La « défausse » sur les accords de branches ou d'entreprises rendront la mise en oeuvre de ce dispositif complètement aléatoire.

Les heures de la journée de solidarité ne s'imputeront ni sur le contingent d'heures supplémentaires ni sur celui d'heures complémentaires pour les salariés à temps partiel et ne donneront pas lieu à repos compensateur. La perte est donc plus importante pour le salarié que celle d'une simple journée et, par conséquent, le profit un peu plus important pour l'employeur, surtout si l'on admet que le rapport d'une journée de travail supplémentaire sur la production annuelle est estimé à 0,45 % et non pas à 0,3 %.
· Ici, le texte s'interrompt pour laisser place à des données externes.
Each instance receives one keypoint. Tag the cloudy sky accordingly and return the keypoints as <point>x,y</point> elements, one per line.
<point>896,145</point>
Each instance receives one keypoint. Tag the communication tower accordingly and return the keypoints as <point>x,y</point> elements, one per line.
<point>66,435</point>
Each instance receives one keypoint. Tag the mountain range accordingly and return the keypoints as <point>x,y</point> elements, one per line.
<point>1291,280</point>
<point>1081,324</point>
Le député UDF Hervé Morin, qui ne peut être qualifié de « proche des socialistes », a parlé de « corvée ». (M. le ministre manifeste son scepticisme.)
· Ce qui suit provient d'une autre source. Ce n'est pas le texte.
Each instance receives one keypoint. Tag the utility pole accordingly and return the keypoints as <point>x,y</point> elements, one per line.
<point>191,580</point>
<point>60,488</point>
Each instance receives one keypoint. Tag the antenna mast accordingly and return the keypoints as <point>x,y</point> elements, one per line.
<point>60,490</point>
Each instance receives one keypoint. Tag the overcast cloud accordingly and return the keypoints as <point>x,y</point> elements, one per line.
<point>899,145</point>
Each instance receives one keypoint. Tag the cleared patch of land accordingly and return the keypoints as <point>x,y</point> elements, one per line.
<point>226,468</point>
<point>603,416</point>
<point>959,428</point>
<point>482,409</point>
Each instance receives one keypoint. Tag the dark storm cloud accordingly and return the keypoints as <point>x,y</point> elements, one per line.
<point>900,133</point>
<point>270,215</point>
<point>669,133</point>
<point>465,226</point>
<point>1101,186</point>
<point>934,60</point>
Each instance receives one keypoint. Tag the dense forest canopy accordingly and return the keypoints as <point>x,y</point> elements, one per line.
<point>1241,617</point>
Monsieur le ministre, je répète qu'il ne peut être qualifié de « proche des socialistes » !

Nous ne sommes effectivement pas loin de la « corvée », car, selon le Petit Larousse, la « corvée » était un « travail gratuit qui était dû par le paysan au seigneur ou au roi ».

M. André Lardeux, rapporteur. Ce n'est pas pour le seigneur, c'est pour les seniors !

M. Claude Domeizel. Comment ne pas comprendre aisément que les associations de personnes handicapées aient vu, dans la suppression d'un jour férié, une mesure « stigmatisante », en quelque sorte une charité imposée qui risque de provoquer impopularité et ressentiment ?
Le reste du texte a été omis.